И отношение к ним у экипажа не формальное, а как к отцу в хорошей семье.
— А много во флоте подводных лодок?
— Хо-ороший вопрос! Только его командующему задавать нужно, а не такому «отставной козы барабанщику», как я. Но таких подводных крейсеров, каким Антон командует, наверное, немного. По-моему, есть какие-то договоренности международные насчет них. Там же ракеты, на некоторых — баллистические. Понимать нужно. А дизельных лодок, наверное, много. Кстати, на атомных лодках подводниками большая научная работа ведется на разных широтах. И нашими спецами, и английскими, и американскими. Они на больших глубинах бывают у полюсов, о многом первыми узнают.
— Да, Миша, — насмешливо заметила мужу Зинаида Васильевна, услышав его содержательную беседу с племянником. — Силен ты лекции читать про
Военно-Морской Флот! Особенно хорошо у тебя о семье получилось!
Ребенку сразу стало понятно, какое место он занимает в жизни родного отца.
Сколько там их на этом плавучем «Чернобыле»?
— Не знаю.
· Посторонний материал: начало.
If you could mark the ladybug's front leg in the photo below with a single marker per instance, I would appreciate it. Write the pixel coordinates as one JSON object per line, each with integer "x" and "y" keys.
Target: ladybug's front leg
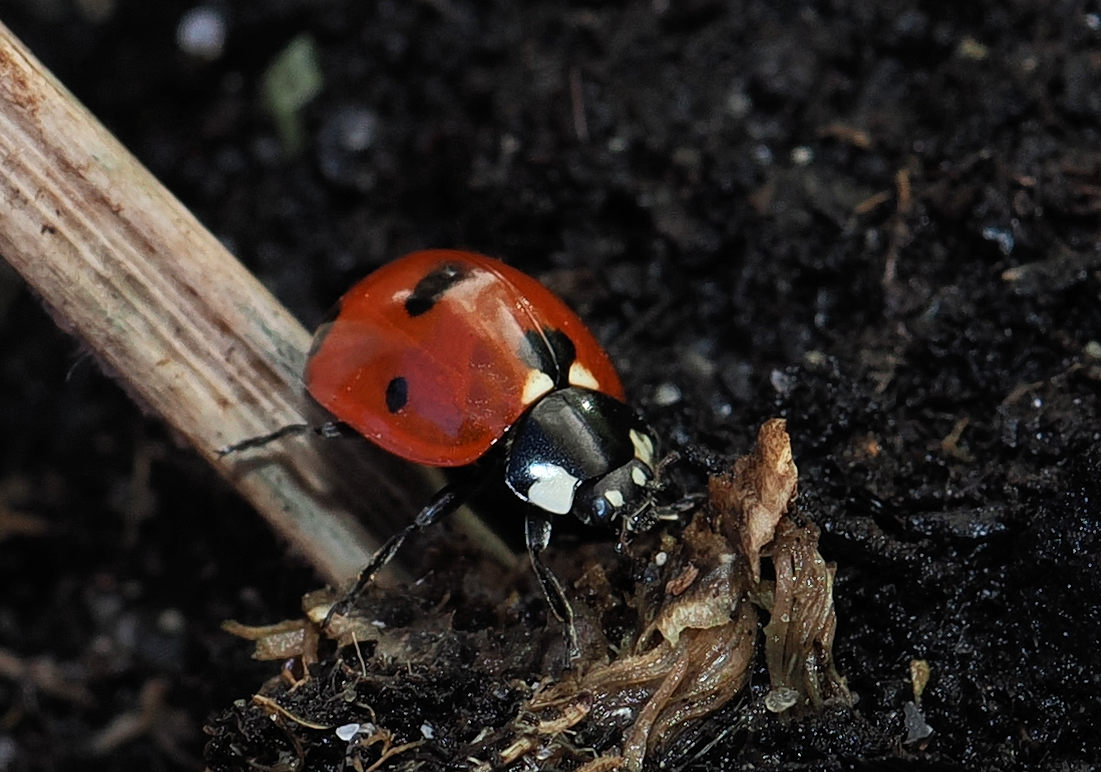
{"x": 537, "y": 530}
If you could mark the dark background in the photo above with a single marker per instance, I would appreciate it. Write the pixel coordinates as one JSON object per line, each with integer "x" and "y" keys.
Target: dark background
{"x": 878, "y": 219}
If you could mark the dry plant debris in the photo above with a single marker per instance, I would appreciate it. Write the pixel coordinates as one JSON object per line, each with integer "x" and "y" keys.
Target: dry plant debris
{"x": 697, "y": 652}
{"x": 694, "y": 648}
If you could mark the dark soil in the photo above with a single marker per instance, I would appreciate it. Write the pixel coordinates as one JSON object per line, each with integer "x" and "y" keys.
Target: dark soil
{"x": 878, "y": 219}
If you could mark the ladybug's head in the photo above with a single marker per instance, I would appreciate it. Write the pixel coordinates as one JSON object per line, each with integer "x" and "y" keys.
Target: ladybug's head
{"x": 622, "y": 496}
{"x": 584, "y": 453}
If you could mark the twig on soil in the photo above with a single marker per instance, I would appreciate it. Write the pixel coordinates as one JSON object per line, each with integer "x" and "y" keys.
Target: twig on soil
{"x": 165, "y": 308}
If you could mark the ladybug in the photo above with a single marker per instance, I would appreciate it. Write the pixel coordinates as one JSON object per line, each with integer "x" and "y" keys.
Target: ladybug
{"x": 448, "y": 358}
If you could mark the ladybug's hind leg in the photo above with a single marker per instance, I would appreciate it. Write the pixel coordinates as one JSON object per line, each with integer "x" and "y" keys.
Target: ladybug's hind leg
{"x": 537, "y": 530}
{"x": 330, "y": 428}
{"x": 443, "y": 503}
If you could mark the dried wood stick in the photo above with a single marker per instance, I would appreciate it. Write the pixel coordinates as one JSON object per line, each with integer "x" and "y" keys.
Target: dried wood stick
{"x": 167, "y": 311}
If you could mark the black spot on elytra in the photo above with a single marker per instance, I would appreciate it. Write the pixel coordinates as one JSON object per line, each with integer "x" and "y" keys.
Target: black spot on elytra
{"x": 323, "y": 329}
{"x": 432, "y": 287}
{"x": 398, "y": 393}
{"x": 552, "y": 352}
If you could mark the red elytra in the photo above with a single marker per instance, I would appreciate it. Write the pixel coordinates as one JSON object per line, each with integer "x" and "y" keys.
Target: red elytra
{"x": 436, "y": 355}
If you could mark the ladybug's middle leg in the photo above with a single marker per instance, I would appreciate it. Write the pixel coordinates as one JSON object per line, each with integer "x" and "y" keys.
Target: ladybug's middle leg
{"x": 447, "y": 500}
{"x": 537, "y": 530}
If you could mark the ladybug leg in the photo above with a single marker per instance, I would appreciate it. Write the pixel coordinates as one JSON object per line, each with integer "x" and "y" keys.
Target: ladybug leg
{"x": 330, "y": 428}
{"x": 443, "y": 503}
{"x": 537, "y": 531}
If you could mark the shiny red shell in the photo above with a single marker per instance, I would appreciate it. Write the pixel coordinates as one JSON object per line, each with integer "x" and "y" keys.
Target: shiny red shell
{"x": 433, "y": 357}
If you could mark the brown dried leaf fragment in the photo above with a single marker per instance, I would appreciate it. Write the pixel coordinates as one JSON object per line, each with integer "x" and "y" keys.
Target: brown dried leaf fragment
{"x": 799, "y": 635}
{"x": 750, "y": 501}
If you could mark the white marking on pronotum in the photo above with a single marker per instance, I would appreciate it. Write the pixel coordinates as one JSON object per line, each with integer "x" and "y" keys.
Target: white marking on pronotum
{"x": 614, "y": 498}
{"x": 553, "y": 489}
{"x": 643, "y": 447}
{"x": 536, "y": 386}
{"x": 580, "y": 376}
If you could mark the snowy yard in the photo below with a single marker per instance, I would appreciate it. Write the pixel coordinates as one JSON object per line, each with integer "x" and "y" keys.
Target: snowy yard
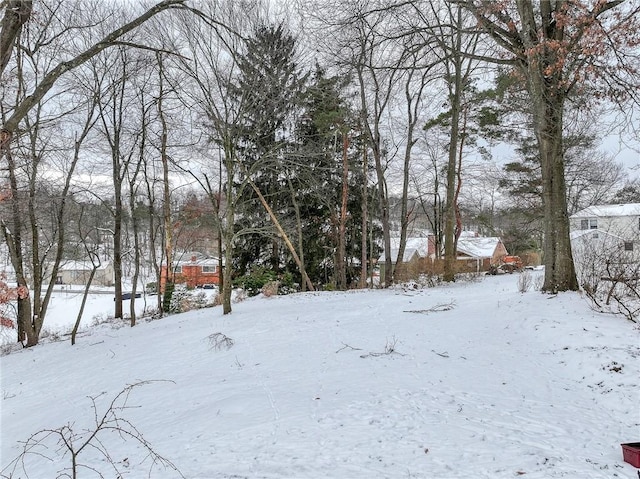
{"x": 470, "y": 380}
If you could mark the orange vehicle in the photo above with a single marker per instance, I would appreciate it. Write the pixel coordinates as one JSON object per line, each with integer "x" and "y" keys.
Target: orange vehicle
{"x": 512, "y": 263}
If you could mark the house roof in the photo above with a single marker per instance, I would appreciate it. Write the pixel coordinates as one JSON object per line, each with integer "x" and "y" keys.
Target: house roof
{"x": 196, "y": 259}
{"x": 79, "y": 266}
{"x": 478, "y": 247}
{"x": 589, "y": 234}
{"x": 414, "y": 246}
{"x": 627, "y": 209}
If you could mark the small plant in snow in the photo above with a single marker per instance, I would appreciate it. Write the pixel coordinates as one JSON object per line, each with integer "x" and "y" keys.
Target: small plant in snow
{"x": 538, "y": 282}
{"x": 270, "y": 288}
{"x": 77, "y": 446}
{"x": 525, "y": 281}
{"x": 219, "y": 341}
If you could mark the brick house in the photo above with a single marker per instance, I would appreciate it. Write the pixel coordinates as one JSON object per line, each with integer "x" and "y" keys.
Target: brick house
{"x": 194, "y": 270}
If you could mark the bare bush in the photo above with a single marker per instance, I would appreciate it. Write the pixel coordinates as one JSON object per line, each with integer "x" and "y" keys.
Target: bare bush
{"x": 389, "y": 348}
{"x": 68, "y": 444}
{"x": 434, "y": 309}
{"x": 270, "y": 288}
{"x": 609, "y": 274}
{"x": 219, "y": 341}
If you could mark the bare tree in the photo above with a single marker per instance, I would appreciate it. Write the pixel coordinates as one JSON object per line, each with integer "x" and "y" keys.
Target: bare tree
{"x": 558, "y": 49}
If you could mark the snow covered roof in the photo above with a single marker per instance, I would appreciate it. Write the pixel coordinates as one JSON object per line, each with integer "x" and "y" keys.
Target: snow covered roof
{"x": 590, "y": 234}
{"x": 478, "y": 247}
{"x": 628, "y": 209}
{"x": 415, "y": 246}
{"x": 193, "y": 259}
{"x": 79, "y": 266}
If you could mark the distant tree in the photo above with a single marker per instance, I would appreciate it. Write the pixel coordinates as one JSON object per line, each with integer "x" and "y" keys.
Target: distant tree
{"x": 269, "y": 83}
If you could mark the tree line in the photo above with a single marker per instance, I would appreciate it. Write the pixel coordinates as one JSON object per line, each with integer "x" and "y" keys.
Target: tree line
{"x": 302, "y": 135}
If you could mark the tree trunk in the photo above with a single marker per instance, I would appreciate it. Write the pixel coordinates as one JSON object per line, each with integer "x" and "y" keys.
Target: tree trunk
{"x": 16, "y": 14}
{"x": 342, "y": 245}
{"x": 560, "y": 272}
{"x": 365, "y": 214}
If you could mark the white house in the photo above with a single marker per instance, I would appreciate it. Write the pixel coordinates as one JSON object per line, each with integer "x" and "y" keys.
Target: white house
{"x": 605, "y": 241}
{"x": 78, "y": 273}
{"x": 619, "y": 220}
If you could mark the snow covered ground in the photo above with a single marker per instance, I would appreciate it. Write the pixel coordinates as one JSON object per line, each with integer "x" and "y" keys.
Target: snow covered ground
{"x": 470, "y": 380}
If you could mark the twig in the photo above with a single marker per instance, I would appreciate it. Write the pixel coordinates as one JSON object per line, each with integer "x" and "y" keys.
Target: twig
{"x": 346, "y": 346}
{"x": 435, "y": 309}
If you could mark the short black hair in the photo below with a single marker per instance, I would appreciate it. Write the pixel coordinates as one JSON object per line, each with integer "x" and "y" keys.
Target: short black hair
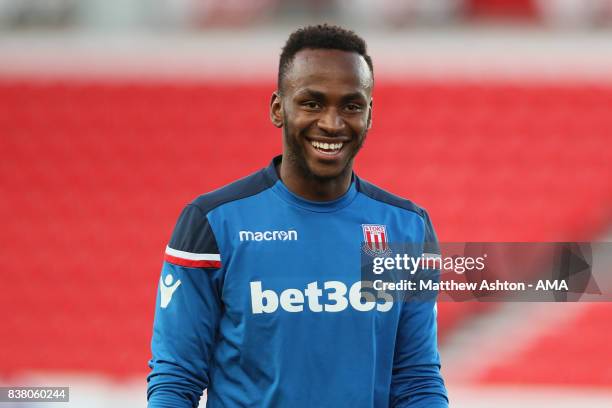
{"x": 321, "y": 36}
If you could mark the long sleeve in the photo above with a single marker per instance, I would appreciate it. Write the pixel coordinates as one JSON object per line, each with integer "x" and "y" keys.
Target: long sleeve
{"x": 416, "y": 379}
{"x": 187, "y": 313}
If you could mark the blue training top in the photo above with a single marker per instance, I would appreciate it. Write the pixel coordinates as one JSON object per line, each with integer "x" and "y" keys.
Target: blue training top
{"x": 259, "y": 303}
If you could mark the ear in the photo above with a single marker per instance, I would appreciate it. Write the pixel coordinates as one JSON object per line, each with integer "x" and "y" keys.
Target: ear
{"x": 276, "y": 110}
{"x": 370, "y": 106}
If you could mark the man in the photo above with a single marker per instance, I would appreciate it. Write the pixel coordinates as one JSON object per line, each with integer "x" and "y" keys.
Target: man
{"x": 260, "y": 296}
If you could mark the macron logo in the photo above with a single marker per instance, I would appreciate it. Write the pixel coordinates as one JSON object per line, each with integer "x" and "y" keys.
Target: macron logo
{"x": 290, "y": 235}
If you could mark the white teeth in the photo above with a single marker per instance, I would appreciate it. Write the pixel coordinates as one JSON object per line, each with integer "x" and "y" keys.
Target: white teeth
{"x": 334, "y": 147}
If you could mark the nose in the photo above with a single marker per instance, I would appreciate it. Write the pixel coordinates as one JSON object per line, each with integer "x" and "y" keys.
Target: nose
{"x": 330, "y": 121}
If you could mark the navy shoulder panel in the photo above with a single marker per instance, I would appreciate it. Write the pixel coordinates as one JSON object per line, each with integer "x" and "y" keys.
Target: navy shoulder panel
{"x": 245, "y": 187}
{"x": 378, "y": 194}
{"x": 193, "y": 243}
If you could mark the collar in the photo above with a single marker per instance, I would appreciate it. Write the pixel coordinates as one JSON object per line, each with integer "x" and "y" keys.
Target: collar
{"x": 317, "y": 206}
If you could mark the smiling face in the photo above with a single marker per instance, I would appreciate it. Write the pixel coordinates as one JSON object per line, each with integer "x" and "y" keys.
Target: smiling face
{"x": 325, "y": 110}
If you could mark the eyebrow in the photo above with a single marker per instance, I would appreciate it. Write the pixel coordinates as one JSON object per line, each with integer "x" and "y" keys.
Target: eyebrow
{"x": 321, "y": 95}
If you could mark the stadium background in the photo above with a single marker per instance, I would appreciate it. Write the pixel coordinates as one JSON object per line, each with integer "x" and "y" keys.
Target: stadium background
{"x": 494, "y": 115}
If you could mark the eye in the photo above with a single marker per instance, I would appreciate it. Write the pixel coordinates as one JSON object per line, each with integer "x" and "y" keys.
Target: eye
{"x": 353, "y": 107}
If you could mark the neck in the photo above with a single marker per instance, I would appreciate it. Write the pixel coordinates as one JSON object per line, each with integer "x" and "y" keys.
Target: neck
{"x": 313, "y": 188}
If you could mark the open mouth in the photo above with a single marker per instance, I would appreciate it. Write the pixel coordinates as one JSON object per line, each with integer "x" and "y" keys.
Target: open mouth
{"x": 329, "y": 149}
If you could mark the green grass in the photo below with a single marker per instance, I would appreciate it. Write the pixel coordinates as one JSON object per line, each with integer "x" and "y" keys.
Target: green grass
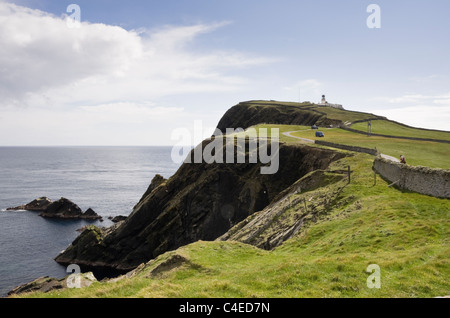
{"x": 343, "y": 115}
{"x": 417, "y": 153}
{"x": 385, "y": 127}
{"x": 406, "y": 234}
Человек сто может быть.
— Ну вот. Капитан — отец для 100 своих моряков. Сын — на сто первом месте!
— Зин, ну если так сложилось! Ведь мы только и знаем, что Антон три звездочки на погонах носит и служба у него не сахар. Хоть этим я могу с его сыном поделиться, раз больше некому и нечего о нем сказать. Как иначе мне научить мальчика уважать отца…
— Памятник ты научишь уважать, а не человека…
— Ну, ты и скажешь! И вообще, относительно Антона это слово не употребляй! Накликаешь еще!
— Так я же не в этом смысле, Миша!
Михаил Петрович недовольно дернул головой, что было у него признаком крайнего недовольства. В данном случае собой.
И все-таки Михаил Петрович, продолжая свой план заинтересовать Тимку профессией отца, стал разыскивать на книжных полках домашней библиотеки книги о моряках и приносить в его комнату. Тут была и Вовкина любимая «Юнга со шхуны «Колумб», и рассказы Житкова, и Соболевские байки боцмана Кирдяги, и «Морская душа».
Тимка пролистывал книги, но большого интереса к ним не проявлял. Принцем Каспианом из «Нарнии», похоже, он увлекался гораздо больше. Зинаида Васильевна была права. От всех этих знаний об отважных моряках и капитанах, родной человек — отец Антон Трубников — ближе не становился. С упорством капитана Гаттераса, он все дальше удалялся от сына в область мифов и преданий.
И дней через десять это стало очевидным.
Зинаида Петровна вместе с Маней, которая была на четыре года старше Тимура, лепили в четыре руки вареники с творогом. Тесто делали по-особому — на воде с молоком, а потом раскатывали его тонко-тонко и вырезали кружочки старым тонкостенным бабушкиным стаканом. При этом предполагалось, что «учебные изделия» Маруся понесет домой. Потому Маня нет-нет да и перекладывала незаметно вареник- другой с подноса тети Зины на свою тарелку. Зинаида Васильевна замечала эту детскую хитрость, но вида не подавала. Посмеиваясь про себя, она вспоминала, что и сама так делала, когда училась лепить пирожки у бабушки.